In 1983 BBC once again took on Jane Austen, this time choosing her longest novel- Mansfield Park. Their adaptation, which was directed by by David Giles (who also directed Hetty Wainthrop) contains a cast of wonderfully lifelike characters, many of whom would go on to play other Austen rolls. The leads, Fanny Price and Edmund Bertram, were played by Sylvestra Le Touzel (Vanity Fair) and Nicholas Farrell (Chariots of Fire, Kenneth Branagh’s Hamlet). Sir Thomas and Lady Bertram were portrayed by Angela Pleasence and Bernard Hepton (A&E’s Emma). Samantha Bond (A&E’s Emma, James Bond) played Maria Bertram-Rushworth. Perhaps the strangest Austen connection stems from the young actor who played Fanny Price’s younger brother, Charles. Sixteen years later, he would return to again act in a Mansfield Park adaptation, this time as Edmund. His name? Jonny Lee Miller.

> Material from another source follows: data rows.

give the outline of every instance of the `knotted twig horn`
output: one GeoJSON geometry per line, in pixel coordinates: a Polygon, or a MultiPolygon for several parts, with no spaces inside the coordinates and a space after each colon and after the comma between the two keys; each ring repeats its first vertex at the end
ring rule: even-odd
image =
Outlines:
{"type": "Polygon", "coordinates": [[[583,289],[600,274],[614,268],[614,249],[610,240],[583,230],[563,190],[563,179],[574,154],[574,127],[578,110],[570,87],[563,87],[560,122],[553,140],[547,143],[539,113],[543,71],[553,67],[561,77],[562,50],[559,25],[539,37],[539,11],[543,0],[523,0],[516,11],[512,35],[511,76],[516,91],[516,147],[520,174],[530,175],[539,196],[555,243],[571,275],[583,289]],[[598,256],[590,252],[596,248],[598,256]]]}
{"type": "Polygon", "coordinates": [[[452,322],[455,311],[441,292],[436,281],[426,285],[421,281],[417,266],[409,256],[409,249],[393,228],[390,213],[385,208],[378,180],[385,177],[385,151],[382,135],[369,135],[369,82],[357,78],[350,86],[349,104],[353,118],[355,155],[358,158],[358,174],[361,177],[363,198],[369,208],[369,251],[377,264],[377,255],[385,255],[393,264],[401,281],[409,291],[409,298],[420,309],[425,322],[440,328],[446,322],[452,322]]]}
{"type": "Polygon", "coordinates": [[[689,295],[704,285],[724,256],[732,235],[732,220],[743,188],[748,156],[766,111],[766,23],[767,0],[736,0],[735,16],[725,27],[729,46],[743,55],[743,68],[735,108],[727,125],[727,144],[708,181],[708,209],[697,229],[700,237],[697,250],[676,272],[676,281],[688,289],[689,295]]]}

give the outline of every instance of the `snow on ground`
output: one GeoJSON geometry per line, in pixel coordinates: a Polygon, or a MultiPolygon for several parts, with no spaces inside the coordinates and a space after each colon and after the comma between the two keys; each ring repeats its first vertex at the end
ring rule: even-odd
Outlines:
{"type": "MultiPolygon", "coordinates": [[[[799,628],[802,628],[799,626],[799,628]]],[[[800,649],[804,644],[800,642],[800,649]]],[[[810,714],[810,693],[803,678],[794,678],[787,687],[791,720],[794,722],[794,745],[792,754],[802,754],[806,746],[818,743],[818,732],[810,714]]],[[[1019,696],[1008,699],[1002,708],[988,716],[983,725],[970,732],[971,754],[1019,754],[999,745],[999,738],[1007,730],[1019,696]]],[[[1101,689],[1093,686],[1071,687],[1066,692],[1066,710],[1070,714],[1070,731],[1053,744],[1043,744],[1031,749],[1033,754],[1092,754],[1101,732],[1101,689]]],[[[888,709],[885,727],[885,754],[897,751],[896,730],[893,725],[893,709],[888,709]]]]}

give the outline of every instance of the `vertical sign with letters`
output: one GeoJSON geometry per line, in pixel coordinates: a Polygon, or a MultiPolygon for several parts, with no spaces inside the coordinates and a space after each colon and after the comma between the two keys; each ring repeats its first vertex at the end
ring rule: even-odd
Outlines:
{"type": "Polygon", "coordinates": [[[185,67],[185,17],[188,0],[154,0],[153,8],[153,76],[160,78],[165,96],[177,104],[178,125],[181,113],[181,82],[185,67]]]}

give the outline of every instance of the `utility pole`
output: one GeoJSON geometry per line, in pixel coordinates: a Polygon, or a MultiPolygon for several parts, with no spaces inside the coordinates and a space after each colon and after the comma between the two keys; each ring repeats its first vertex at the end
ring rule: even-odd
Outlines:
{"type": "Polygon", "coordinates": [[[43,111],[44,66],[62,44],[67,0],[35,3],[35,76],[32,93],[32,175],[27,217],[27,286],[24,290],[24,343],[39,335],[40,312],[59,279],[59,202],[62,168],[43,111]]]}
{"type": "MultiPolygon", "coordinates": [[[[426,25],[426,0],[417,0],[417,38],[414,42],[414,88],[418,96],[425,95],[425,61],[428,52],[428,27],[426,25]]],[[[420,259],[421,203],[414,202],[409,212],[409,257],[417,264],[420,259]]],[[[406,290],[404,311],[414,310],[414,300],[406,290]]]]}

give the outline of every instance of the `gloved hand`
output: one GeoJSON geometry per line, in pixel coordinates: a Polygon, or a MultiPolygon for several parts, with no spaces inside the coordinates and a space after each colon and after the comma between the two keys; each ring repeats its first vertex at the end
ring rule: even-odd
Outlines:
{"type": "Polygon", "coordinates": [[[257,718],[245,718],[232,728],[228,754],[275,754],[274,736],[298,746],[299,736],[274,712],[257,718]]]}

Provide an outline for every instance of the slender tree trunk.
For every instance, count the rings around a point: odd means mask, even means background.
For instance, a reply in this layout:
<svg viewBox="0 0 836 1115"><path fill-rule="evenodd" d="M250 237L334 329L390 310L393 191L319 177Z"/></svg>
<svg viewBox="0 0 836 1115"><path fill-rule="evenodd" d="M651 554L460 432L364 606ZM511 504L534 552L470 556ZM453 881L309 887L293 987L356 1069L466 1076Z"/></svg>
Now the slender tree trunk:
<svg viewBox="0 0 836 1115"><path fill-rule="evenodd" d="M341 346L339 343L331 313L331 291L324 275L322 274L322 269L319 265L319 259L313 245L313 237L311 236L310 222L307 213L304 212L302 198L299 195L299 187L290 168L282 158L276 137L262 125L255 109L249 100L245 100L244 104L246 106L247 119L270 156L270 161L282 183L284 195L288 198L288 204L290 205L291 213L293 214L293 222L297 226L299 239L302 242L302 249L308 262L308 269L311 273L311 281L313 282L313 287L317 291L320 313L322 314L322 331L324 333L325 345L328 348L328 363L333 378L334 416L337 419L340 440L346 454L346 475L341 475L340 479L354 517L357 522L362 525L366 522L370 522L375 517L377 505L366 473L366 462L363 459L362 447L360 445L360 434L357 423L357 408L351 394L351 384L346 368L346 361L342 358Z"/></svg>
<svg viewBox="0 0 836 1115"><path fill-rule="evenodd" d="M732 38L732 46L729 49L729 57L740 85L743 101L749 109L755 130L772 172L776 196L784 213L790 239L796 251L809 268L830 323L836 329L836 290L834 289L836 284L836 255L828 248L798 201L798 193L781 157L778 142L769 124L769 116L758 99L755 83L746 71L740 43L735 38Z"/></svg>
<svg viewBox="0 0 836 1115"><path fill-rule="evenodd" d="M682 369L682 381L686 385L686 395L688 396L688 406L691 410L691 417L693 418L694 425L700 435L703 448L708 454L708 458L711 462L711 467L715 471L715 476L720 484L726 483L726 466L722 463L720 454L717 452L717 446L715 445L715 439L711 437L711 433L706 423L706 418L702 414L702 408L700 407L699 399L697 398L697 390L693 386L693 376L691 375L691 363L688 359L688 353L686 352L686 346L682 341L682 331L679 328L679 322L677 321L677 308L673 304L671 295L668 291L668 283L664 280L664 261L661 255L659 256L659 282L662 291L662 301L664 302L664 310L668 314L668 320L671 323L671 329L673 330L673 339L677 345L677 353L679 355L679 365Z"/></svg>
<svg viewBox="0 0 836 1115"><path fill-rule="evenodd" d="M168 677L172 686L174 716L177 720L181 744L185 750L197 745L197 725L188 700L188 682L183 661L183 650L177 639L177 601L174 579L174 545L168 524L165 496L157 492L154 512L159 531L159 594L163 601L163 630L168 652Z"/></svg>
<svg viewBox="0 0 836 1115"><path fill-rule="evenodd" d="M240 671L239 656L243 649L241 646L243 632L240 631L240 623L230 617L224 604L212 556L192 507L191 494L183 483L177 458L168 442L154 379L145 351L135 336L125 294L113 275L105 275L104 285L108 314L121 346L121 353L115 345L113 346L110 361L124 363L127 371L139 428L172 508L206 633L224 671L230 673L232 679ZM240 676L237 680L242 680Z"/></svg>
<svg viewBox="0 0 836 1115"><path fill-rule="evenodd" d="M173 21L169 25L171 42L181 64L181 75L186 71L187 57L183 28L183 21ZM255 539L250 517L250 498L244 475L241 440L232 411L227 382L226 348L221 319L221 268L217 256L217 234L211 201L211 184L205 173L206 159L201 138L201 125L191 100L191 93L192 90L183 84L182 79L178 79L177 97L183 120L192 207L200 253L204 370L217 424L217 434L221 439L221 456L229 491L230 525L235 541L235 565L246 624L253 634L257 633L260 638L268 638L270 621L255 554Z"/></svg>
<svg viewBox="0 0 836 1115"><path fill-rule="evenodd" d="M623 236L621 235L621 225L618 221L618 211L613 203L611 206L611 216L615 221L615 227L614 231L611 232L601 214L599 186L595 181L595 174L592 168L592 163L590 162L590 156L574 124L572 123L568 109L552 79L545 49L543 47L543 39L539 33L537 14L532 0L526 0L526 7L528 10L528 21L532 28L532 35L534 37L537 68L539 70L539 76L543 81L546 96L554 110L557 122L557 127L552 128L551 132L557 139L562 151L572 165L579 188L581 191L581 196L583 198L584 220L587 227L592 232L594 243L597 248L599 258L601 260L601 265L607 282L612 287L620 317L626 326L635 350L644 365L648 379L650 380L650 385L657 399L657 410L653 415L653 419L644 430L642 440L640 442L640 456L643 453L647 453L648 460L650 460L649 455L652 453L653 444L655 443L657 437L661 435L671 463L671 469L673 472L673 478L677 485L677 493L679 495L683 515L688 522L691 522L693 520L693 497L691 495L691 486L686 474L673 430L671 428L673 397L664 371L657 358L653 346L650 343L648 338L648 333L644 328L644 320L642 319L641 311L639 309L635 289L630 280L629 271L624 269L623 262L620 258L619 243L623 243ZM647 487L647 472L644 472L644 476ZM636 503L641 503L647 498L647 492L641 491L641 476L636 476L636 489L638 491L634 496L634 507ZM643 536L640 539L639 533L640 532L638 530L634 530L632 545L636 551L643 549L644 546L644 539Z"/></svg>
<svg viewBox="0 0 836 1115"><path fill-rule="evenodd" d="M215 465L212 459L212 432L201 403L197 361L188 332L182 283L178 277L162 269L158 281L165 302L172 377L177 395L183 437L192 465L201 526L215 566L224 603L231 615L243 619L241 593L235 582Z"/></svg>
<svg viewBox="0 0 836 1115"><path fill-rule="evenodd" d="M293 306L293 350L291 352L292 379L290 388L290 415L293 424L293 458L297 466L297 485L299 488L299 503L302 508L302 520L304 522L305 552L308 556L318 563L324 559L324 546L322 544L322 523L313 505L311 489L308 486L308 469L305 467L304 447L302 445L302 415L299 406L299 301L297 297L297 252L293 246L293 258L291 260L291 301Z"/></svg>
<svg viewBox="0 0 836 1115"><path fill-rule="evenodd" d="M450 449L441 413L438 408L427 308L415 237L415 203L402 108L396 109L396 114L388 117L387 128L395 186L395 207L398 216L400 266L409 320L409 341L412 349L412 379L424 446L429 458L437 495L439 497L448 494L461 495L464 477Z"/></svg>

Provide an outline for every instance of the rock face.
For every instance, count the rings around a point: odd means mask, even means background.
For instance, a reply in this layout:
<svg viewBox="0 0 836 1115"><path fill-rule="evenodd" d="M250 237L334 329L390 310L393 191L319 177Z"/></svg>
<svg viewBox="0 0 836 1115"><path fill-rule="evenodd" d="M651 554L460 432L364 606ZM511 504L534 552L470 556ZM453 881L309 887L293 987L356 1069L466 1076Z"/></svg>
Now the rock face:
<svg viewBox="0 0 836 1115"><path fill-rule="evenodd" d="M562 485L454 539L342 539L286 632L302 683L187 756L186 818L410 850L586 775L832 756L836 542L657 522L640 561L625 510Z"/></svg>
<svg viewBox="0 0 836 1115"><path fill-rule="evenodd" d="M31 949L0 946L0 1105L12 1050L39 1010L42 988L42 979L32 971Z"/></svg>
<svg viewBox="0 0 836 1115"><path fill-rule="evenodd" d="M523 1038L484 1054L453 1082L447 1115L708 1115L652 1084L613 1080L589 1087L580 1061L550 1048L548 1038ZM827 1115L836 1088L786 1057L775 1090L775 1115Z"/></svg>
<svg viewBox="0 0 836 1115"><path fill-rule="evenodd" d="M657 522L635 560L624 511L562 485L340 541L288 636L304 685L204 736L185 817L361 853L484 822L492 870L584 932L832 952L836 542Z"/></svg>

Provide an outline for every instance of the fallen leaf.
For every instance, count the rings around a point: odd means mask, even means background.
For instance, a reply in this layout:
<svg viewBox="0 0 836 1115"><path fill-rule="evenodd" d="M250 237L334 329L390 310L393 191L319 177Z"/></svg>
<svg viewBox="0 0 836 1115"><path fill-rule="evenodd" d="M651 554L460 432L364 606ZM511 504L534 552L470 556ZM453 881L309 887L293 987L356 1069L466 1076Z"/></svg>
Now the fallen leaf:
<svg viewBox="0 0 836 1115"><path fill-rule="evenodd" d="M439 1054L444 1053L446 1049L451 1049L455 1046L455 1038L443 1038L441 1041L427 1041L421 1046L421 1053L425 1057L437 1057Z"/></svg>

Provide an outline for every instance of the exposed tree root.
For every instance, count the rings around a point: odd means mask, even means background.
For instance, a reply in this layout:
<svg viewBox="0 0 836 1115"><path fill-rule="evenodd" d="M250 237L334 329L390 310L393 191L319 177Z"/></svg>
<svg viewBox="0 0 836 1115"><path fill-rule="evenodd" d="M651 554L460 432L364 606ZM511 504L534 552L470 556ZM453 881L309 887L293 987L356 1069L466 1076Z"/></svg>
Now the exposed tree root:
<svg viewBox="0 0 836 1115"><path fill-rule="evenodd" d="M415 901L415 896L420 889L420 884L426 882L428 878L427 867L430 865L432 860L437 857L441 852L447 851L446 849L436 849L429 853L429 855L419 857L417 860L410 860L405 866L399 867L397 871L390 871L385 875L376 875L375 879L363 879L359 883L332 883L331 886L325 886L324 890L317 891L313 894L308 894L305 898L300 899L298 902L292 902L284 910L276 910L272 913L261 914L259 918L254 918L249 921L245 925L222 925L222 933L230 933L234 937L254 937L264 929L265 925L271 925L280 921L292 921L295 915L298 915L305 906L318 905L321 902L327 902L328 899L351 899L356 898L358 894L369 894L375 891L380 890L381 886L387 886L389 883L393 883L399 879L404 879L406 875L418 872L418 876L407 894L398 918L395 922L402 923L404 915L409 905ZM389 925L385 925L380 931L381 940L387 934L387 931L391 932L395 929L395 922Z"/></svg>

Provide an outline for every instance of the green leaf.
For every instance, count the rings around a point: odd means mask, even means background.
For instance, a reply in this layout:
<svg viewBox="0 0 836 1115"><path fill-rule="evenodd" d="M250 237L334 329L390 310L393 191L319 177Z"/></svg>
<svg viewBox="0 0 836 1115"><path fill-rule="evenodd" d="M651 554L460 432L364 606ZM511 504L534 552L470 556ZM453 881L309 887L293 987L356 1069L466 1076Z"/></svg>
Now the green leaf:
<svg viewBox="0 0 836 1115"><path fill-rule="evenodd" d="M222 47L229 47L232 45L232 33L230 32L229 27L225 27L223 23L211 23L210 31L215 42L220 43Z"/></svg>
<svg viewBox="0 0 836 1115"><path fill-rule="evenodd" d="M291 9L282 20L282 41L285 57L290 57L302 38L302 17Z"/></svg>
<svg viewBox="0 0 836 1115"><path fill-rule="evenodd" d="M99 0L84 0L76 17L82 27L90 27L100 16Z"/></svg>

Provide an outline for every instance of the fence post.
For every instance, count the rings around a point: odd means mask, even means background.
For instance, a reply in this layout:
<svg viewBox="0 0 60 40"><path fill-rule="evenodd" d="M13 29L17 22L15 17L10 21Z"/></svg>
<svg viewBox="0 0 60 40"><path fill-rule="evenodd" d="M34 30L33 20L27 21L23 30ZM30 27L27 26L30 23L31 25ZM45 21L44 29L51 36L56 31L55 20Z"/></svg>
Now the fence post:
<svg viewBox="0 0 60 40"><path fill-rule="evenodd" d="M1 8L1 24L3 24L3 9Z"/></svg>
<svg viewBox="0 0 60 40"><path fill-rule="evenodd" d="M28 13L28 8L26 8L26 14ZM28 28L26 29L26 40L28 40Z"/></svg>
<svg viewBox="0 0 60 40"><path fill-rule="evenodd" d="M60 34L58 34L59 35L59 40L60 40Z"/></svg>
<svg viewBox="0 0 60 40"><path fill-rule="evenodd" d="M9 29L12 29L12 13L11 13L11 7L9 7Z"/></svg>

Mansfield Park may be the hardest of any of Austen’s novels to film. Despite recent efforts, there has not yet been an entirely satisfactory filming of it. Part of this difficulty may arise from the heavy nature of the plot substance (immorality, seduction, adultery)- especially in light of the friendly atmospheres of Pride and Prejudice and Emma. Mansfield Park lacks their spunky, if slightly cheeky heroines. Fanny Price is very moral and kind, but not altogether exciting. In short, very much unlike anything Jane Austen had written before. While the 1999 version of Mansfield Park “improves” upon Fanny and adds to her character, this 1983 adaptation tries to remain faithful to the original. Perhaps they try too hard. Fanny ends up coming across as nervous and flighty. As one viewer put it: “If you can get past Le Touzel’s odd mannerism of making little chopping movements with her open-palmed hand for emphasis, this is a faithful adaptation of the novel.”
Farrell makes a pious and convincing Edmund. Robert Burbage, as Henry Crawford, is appropriately egotistical and licentious–if a bit rodent like. Julia is forgettable as is most of the Price clan. It is up to Angela Pleasence (an amazingly insipid Lady Bertram) and Jackie Smith-Wood, as the catty Mary Crawford to carry the cast. One fan commented: “The only memorable performance is by Jackie Smith-Wood. . . who brings out all her superficial charm, her shallowness, and, finally, her amorality. In this movie, she comes off as a much more sympathetic character than Fanny.”
Filmed on location in many of the great houses of England, this adaptation also uses a few studio shots which cut down on the lush atmosphere being presented. While one must remember this was filmed for television on a much smaller budget than we have grown accustomed to seeing, the action tends to be slower and more elaborate than you may be used to. Perhaps the words of one disillusioned viewer put it best: “This is a stylish, well-costumed, and soulless version of a great book.” Despite a good script (which delves deeper into the life of the Crawfords than its modern counterpart, and gives William Price his rightful place in Fanny’s life) and talent, this film flows along at a languid pace, even becoming a bit dull at times. Considering the new Miramax version, though, one may contend that this is a blessing. Better to err on the side of conservitivism than on that of sensationalism.
Worth special mention, and definitely the cost of the rental, are the hairstyles sported by the men in the film. One author of Jane Austen at the Movies stated that she was always distracted when Edmund came on screen. “By what?”, You ask? His “awful” hairstyle. I did not find it that unusual…especially in light of one which I think deserves the most attention. Watch for Robin Langford’s Mr. Yates. Only seeing is believing, in this case. A description would not be able to do it justice.
Produced by the BBC and made available in the USA by CBS/Fox, Mansfield Park runs for 261 minutes and is available as a two video set in both VHS and PAL format. Try Amazon.com or Amazon.co.uk.